DENPASAR – Partai Demokrat mencuri perhatian lewat 5 orang bacaleg impor menjelang Pemilu Legislatif 2019.
Nama Putu Supadma Rudana, Tutik Kusuma Wardhani, Gede Ngurah Wididana, dan Ida Ayu Agung Tikayanti bersanding dengan Erlangga Brahmantya (Banjarnegara),
Woro Puji Hastuti (Kota Bekasi), Riko Nugraha (Jakarta Barat), Inggita Dwijamanggala (Kota Tanggerang Selatan), dan Raden Roro Putri Asoka (Jakarta Selatan).
Ketua DPD Demokrat Bali Made Mudarta memastikan perpindahan tersebut sesuai dengan platform partai bernomor urut 14 itu.
Kepada Jawa Pos Radar Bali, Mudarta mengatakan kader parpol lain yang bergabung tidak bisa dilepaskan dari sejarah di masa silam.
Gede Ngurah Wididana alias Pak Oles, terangnya, masuk ke Demokrat dalam forum konsolidasi partai.
Setelah resmi keluar dari Hanura Bali, Pak Oles datang dengan memakai baju putih polos sebelum mengenakan baju biru langit.
“Dia tidak hanya memiliki keahlian dalam meracik obat dengan branding minyak oles tokcer, tetapi memang memiliki jaringan yang kuat,” ucapnya.
Salah satu tolok ukur dimaksud adalah bekal suara 41.277 dari Partai Hanura pada Pileg 2014 silam.
“Beliau (Pak Oles, red) tentu punya hitung-hitungan karena setiap orang punya takdir, garis tangan, tulis gidat. Kadang-kadang seseorang ketika maju dari partai A belum berhasil,
tetapi geser ke Partai Demokrat bisa jadi yang bersangkutan jadi (terpilih, red). Contohnya I Putu Sudiartana (eks anggota Komisi III DPR RI, red),” ungkapnya.
Mudarta menyebut pindah parpol agar lebih hoki itulah yang menjadi salah satu keyakinan para politikus seperti yang dilakukan Pak Oles saat ini.
“Pak Oles bukan baru cinta Demokrat. Tapi jauh sebelumya pernah diajak kerja bersama saat menyukseskan paket SBY-JK tahun 2004 silam.
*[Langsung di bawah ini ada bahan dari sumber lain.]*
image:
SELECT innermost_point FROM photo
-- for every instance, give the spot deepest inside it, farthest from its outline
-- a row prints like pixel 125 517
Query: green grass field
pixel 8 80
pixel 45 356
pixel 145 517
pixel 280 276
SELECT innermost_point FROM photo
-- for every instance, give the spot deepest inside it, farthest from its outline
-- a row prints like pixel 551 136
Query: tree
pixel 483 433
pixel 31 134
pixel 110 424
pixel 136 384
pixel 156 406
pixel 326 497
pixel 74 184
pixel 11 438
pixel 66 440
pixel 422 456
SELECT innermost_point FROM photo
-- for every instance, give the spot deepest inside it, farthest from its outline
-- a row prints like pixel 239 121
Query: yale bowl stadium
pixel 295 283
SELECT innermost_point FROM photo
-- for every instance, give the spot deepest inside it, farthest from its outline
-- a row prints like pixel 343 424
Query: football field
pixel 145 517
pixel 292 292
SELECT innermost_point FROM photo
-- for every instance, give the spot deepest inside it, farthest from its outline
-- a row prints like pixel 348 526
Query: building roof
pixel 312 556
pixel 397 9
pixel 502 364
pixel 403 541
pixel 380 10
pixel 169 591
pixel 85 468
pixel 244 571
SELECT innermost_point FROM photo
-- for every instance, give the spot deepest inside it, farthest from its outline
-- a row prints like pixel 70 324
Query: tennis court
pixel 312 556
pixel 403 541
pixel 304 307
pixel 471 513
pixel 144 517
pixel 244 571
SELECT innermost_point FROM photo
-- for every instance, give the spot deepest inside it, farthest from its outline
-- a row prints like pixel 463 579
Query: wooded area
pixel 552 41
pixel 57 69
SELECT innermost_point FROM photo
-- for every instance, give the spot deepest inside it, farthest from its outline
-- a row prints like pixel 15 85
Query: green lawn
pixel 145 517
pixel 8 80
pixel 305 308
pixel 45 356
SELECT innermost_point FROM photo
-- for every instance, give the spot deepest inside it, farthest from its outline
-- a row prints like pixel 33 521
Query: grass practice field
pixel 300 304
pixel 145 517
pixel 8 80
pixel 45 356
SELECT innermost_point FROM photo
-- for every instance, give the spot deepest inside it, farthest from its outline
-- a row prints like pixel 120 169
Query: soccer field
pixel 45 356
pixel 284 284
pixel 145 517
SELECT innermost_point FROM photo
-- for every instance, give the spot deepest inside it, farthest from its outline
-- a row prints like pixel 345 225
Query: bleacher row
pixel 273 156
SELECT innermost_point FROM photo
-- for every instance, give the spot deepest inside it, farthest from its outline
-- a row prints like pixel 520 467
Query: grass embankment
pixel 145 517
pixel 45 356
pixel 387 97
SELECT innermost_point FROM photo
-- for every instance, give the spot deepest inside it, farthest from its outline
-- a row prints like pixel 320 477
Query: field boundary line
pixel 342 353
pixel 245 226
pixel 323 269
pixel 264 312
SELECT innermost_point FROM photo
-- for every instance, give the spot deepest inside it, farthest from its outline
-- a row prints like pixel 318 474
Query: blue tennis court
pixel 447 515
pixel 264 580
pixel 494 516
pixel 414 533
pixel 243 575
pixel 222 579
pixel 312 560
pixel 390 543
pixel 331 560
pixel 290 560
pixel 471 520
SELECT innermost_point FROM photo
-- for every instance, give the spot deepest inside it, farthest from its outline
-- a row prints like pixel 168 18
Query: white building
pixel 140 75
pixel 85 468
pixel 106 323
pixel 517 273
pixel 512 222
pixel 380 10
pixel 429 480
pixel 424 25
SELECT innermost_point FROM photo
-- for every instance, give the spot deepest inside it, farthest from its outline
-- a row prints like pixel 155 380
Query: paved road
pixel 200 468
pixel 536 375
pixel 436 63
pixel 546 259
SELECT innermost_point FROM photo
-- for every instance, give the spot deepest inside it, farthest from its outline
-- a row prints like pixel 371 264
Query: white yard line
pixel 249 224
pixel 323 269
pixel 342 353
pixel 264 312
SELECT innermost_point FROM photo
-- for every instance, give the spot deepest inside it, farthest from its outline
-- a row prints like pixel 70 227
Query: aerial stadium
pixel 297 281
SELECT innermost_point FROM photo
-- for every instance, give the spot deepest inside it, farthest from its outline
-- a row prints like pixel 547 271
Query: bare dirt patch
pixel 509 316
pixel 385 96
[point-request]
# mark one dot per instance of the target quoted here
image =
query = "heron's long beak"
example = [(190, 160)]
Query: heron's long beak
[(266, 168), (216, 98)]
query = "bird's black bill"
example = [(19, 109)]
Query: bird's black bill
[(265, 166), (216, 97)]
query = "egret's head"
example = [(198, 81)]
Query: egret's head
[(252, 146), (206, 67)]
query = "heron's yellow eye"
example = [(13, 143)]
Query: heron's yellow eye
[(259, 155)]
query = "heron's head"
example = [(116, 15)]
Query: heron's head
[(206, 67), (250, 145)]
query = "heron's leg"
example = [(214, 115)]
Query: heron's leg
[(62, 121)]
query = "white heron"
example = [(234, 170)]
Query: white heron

Beliau sudah lama mencintai branding politik Pak SBY,” tandasnya sembari menyebut bergabungnya sejumlah pensiunan birokrat ke partai biru langit diyakini memberi kekuatan baru menyongsong Pileg 2019 mendatang.
Nah, untuk mencegah eksodus politikus buruk hijrah ke Demokrat, Mudarta mengaku menerapkan sistem seleksi yang super ketat.
“Etika politik, rekam jejak di masa lalu dilihat, termasuk visi dan misi orang yang bersangkutan ditinjau dari platform partai Demokrat. Kalau memang bisa mengikuti branding politik kita, ya kita welcome,” jelasnya.
Imbuhnya, pengalaman dibuinya Jero Wacik (104.682 suara), dan I Putu Sudiartana alias Putu Leong (73.348) lantaran korupsi memberikan pembelajaran berharga bagi Demokrat Bali.
Oleh karena itu, seleksi “masuk” Demokrat kini diperketat. “Selain rekam jejak, wajib memiliki visi-misi politik untuk bangsa dan negara. Bukan untuk kepentingan pribadi atau kelompok,” tegasnya.
Sebelum bergabung ke Demokrat, para eksodus ini terang Mudarta disodorkan AD/ART dan platform partai terlebih dahulu. Ketika menyatakan sanggup, kartu tanda anggota (KTA) pun diterbitkan.